Aimée felt she had to be honest; breaking an encrypted code had never taken her that long. “You’ve given me too much.”
He shook his head. “Take it. She has a hard time getting around. Remember, give this only to Lili Stein.”
She shrugged. “No problem.”
“You must put this in Lili Stein’s hands.” Hecht’s tone had changed, from fervent to pleading. “Swear to me on your father’s grave. On his honor.” His eyes locked on to hers.
What kind of Holocaust secret was this? Slowly she nodded in agreement.
“We will have no more contact, Mademoiselle.”
Soli Hecht’s joints cracked as he rose. His face wrinkled in pain.
“You could have faxed me this query, Monsieur Hecht. It would have saved you this trip.”
“But we’ve neither talked nor met, Mademoiselle Leduc,” he said.
Aimée bit back her reply and opened the door for him. Warped floorboards, a tarnished mirror, and scuffed plaster adorned the unheated landing. She buzzed for the turn-of-the-century wire elevator grating noisily up the shaft. Slowly and painfully he made his way to the hall.
Back in her office, she stuffed the francs into her pocket. The overdue France Télécom bill and horse meat for Miles Davis—pronounced Meels Daveez, her bichon frise—would wait until she’d done the promised work.

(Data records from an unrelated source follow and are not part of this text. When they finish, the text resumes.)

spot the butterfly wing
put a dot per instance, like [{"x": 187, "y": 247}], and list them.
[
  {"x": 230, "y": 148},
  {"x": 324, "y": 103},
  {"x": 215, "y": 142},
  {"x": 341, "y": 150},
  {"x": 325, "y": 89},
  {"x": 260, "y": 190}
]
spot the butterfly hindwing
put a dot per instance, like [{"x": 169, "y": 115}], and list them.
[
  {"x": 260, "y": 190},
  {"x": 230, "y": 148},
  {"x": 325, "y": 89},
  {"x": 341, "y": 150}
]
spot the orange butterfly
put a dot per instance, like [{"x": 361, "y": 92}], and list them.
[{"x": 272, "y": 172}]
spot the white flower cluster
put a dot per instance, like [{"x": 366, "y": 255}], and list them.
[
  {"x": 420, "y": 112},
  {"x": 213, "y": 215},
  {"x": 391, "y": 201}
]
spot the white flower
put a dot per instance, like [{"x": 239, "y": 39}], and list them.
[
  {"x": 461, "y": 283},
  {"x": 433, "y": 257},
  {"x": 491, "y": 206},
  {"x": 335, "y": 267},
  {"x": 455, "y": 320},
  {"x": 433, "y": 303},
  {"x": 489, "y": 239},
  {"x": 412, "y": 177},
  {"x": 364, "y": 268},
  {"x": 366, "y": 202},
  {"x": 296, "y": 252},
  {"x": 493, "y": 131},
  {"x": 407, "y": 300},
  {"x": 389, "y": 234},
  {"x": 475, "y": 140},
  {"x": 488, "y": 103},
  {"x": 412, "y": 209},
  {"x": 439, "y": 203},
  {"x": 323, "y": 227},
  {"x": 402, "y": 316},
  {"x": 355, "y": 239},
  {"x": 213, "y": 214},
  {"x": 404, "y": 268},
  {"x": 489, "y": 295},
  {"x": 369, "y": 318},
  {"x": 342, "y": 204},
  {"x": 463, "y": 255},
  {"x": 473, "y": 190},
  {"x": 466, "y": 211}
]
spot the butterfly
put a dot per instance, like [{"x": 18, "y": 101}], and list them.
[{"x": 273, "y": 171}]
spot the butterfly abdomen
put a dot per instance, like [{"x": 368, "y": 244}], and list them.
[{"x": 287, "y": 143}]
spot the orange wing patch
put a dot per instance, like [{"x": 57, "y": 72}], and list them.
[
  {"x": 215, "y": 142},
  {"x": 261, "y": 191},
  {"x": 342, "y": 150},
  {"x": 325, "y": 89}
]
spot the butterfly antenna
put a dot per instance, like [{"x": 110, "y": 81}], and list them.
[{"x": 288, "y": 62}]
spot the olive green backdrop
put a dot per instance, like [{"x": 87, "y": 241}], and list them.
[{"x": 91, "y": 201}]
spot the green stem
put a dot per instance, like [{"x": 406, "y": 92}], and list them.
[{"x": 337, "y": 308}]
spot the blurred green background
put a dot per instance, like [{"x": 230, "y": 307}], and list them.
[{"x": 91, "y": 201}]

Eurocom, the cable giant, had royally screwed up her finances by breaking Leduc’s security service contract and hiring a rival Seattle firm, the only other firm that did the same work as she and her partner. She hoped there’d be enough money left to spring her suits from the dry cleaner’s.
Her standard software keys enabled her to crack coded encryptions. They opened information stored in a database, in this case, she figured, a military one.
After punching in her standard key, “Access denied” flashed on the screen. She tried another software key, Réseau Militaire, an obscure military network. Still the screen flashed “Access denied.” Intrigued, she tried various other keys but got nowhere.
Morning turned into afternoon, shadows lengthened, and dusk settled.
After several hours she realized she would earn her francs on this one. So far, nothing worked.